Take the herbicide Roundup which contains glyphosate – an ingredient in the notorious Agent Orange … traces of this disruptor are found in the meat and milk of many farm animals fed grains and beans.4
The problem is, these potent poisons find their way into our bodies, through our intestinal tracts or our skin, and they unleash genetic programs within us, turning genes on or off within our cells – fundamentally changing the signaling within our bodies.5
- Avoid insecticides and herbicides – plain and simple
Finally, even the technology we’ve become accustomed to has been taking it’s toll on our bodies. The blue light our screens emit don’t do us any favors.
It’s no secret we were built to live by sunlight and its seasonal changes.

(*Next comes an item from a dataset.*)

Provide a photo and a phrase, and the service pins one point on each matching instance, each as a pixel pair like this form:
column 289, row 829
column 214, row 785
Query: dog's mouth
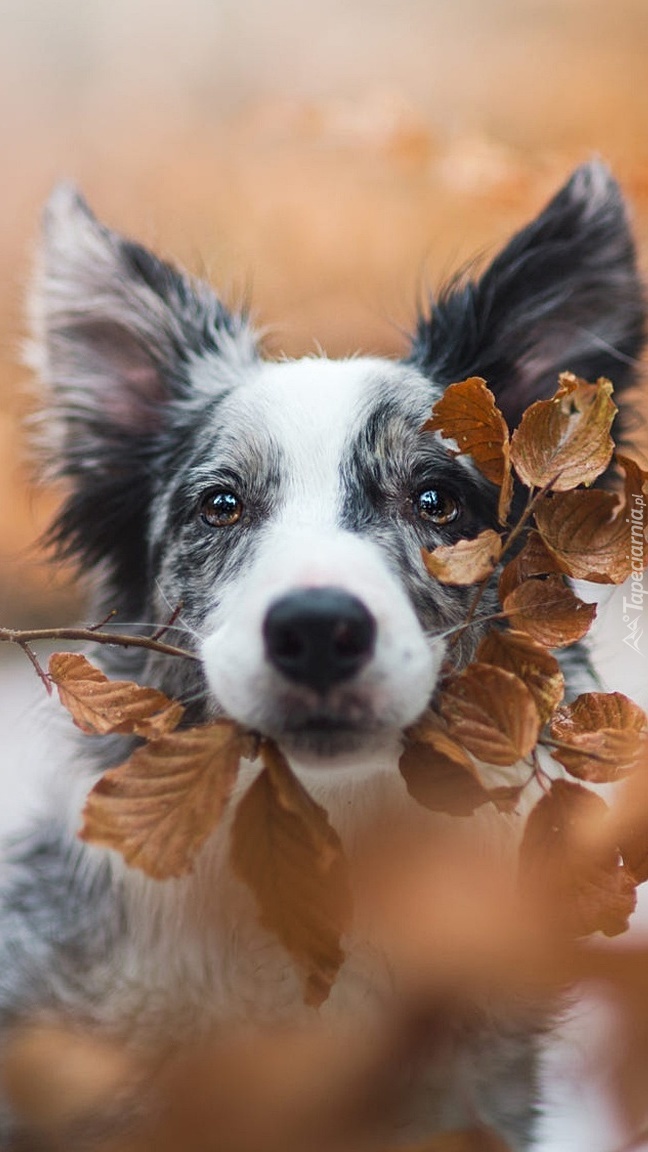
column 324, row 732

And before the bulb, longer days caused us eat as much as we could to store fat for winter. On the flip side, however, shorter days gave us less time to hunt, so we had to burn the fat we stored in summer as fuel.
But, modern life is dominated by blue light – computers, TV, cell phones, tablets, etc., emit blue light, and this messes with our sleep patterns. Furthermore, blue light suppresses melatonin, the hormone that helps us sleep, and sleep deprivation might help cause weight gain.6
Blue light’s also suspected to stimulate the “hunger” and “awake” hormones. And because we associate blue light with daytime, we’re tricking our bodies into thinking it’s forever summer. Our bodies think it’s always time to be scarfing food in preparation for a time of scarcity – but in the modern world, that time of scarcity never comes.

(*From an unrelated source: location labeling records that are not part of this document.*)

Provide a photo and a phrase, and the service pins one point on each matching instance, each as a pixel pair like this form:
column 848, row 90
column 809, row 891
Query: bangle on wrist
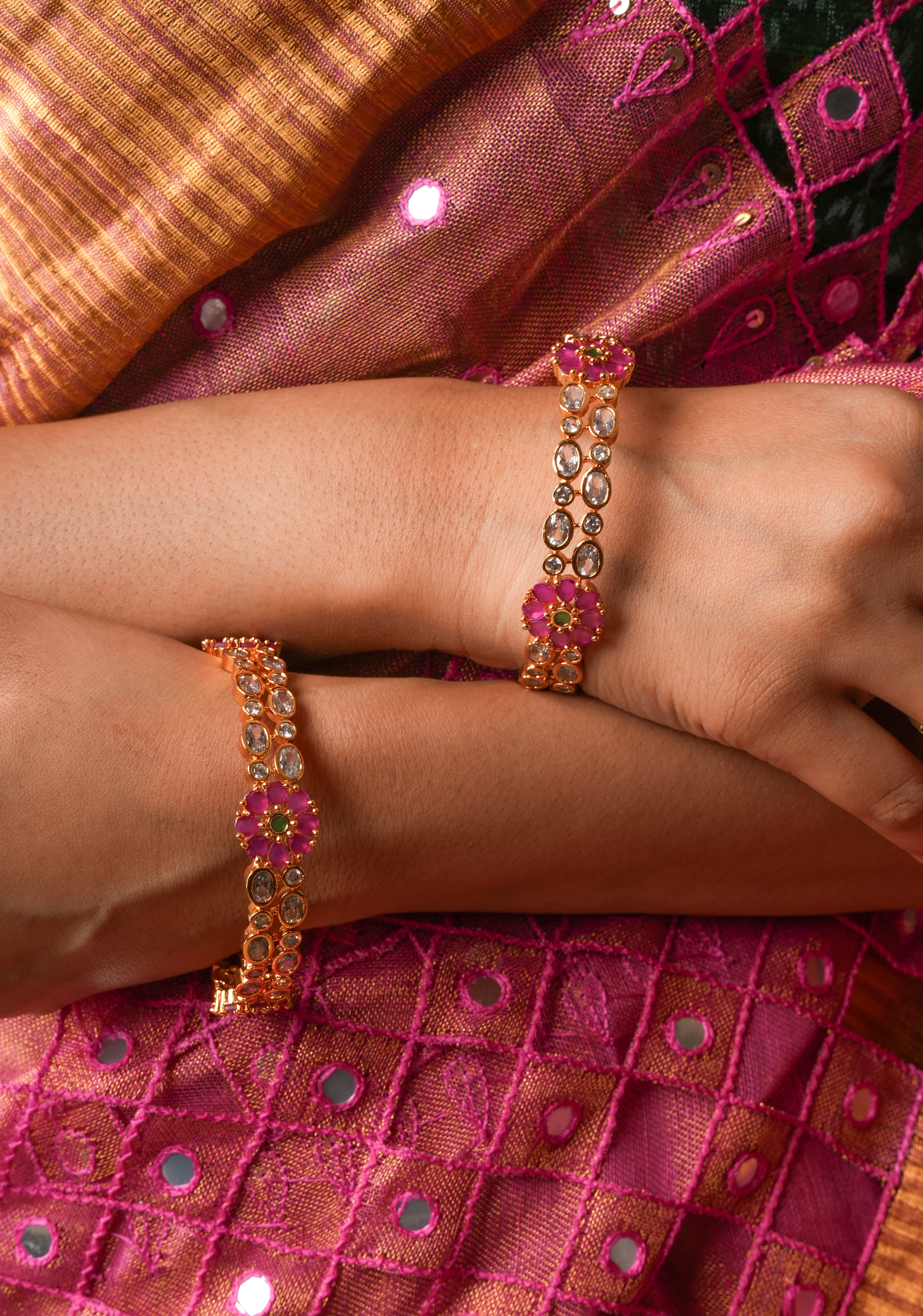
column 277, row 824
column 564, row 612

There are several ways to minimize blue light. We can put down our phones at dusk. Or download an app to change light emitted from any device to an amber tint. Many phones have a “Night Shift” mode to change the light emitted from the screen.

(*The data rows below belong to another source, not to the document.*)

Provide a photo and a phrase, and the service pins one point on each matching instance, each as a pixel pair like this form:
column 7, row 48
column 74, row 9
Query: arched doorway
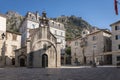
column 44, row 60
column 22, row 62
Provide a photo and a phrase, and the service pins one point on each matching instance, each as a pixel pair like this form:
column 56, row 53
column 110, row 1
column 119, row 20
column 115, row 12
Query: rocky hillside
column 73, row 25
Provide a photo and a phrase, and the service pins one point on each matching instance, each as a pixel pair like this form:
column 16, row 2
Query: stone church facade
column 42, row 48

I hate to say it, we’ve unleashed a total shock to our normal operating system over the last 50 years or so by living with these disruptors, but we can move past them if we make wise decisions and do our best to avoid them.
So, live better longer by knowing more about these harmful products and choosing to avoid them. It’s that simple.
If it’s too tough to tackle them all at once, pick two. Decide: I’m going to ditch sweeteners and monitor my blue light exposure. Then, add a new disruptor to avoid each week for the next few weeks. In a month, you’ll have addressed them all.
1 Endocrine Disruptors. (2017). National Institute of Environmental Health Services. Retrieved 17 May 2017, from https://www.niehs.nih.gov/health/topics/agents/endocrine/
2 American Chemical Society. 2016. Baby teethers soothe, but many contain low levels of BPA. https://www.sciencedaily.com/releases/2016/12/161207092920.htm.
3 MacIsaac, J., Gerona, R., Blanc, P., Apatira, L., Friesen, M., Coppolino, M., & Janssen, S. (2017). Health Care Worker Exposures to the Antibacterial Agent Triclosan.
4 Food Democracy Now. 2016. Glyphosphate: Unsafe on any plate. Food testing results and scienti c reasons for concern. https://s3.amazonaws.com/media.fooddemocracynow.org/images/FDN_Glyphosate_FoodTesting_Report_p2016.pdf.
5 Gammon, C. 2009. Weed-whacking herbicide proves deadly to human cells. https://www.scientificamerican.com/article/weed-whacking-herbicide-p/
6 Reid et al. 2014. Timing and intensity of light correlate with body weight in adults, PLoS One 9(4): e92251.